How Do We Get Students to Understand Inference?
To answer this question, we have to peel back some layers.
(1) To make a proper conclusion, students have to be able to calculate and interpret a P-value.
(2) To calculate a P-value, students have to check conditions and know some formulas for sampling distributions.
(3) To check conditions and know some formulas for sampling distributions, students have to understand the concept of a sampling distribution.
The start of this whole chain reaction is that students need a good fundamental understanding of sampling distributions. No problem. They just need a definition:
This definition works well for someone who has experience with sampling distributions (like you!) but is very challenging for introductory students. So how do we give students experience with sampling distributions so that this makes sense?
Start With Simulations
To calculate a P-value, students are most often using a model (like a Normal distribution, a t-distribution, or a chi-square distribution). Most of the time, this is a continuous model for a distribution of discrete values. So the Normal curve is actually just approximating the distribution of a bunch of possible statistics.
For example, let’s look at the Beyoncé Activity.
It certainly seems reasonable to approximate this pile of dots using a Normal curve. But to really understand this picture, students need to understand how each one of these dots is created. This is why we need a simulation. Students need to actually take individual samples and calculate a statistic for each sample. They need to physically walk to the front of the room and put their dot on the dotplot. They are now ready to understand sampling distributions…they just need the teacher to ask the right questions.
What Does This Dot Represent?
I point to one of the dots (say the green one at 4.6) and ask “What does this dot represent?” After a few students offer their ideas, we eventually refine the response with the perfect answer:
A random sample of 5 words, and a mean calculated from that sample.
I point to a different dot (say the blue one at 2.8) and ask “What does this dot represent?” (emphasis on this). Eventually we arrive at the perfect answer:
A different random sample of 5 words, and a mean calculated from that sample.

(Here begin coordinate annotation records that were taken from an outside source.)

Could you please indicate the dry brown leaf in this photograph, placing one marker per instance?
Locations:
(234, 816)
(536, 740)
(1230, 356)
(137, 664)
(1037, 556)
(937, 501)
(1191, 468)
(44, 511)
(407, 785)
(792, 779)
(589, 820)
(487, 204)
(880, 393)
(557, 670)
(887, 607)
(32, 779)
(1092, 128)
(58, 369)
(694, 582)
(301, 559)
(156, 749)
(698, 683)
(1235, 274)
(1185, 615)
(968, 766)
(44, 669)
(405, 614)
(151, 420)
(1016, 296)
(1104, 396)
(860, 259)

And then I point to several points and say
and this is a different random sample and this is a different random sample and this is a different random sample…..and for each sample we calculate a mean.
So each dot represents a random sample of 5 words and a mean calculated for each sample.
Does This Question Always Work?
Yes! This same set of questions will work for any sampling distribution. The only thing that changes is the “thing” that is calculated from the sample. The “thing” could be a mean, a proportion, a difference of means, a difference of proportions, or a chi-square value. Actually, that “thing” is just a statistic. So we now have a generic answer to the question “What does this dot represent?”
A random sample and a [statistic] calculated from that sample.
Imagine using this line of questioning over and over again well before you get to teaching students sampling distributions. This question could be used in Joy Parkinson’s, Beyonce, Justin Timberlake, and Soda Contest activities, among others. If students had experience with all these simulations and every time they were asked “What does this dot represent?”, don’t you think this will now look different?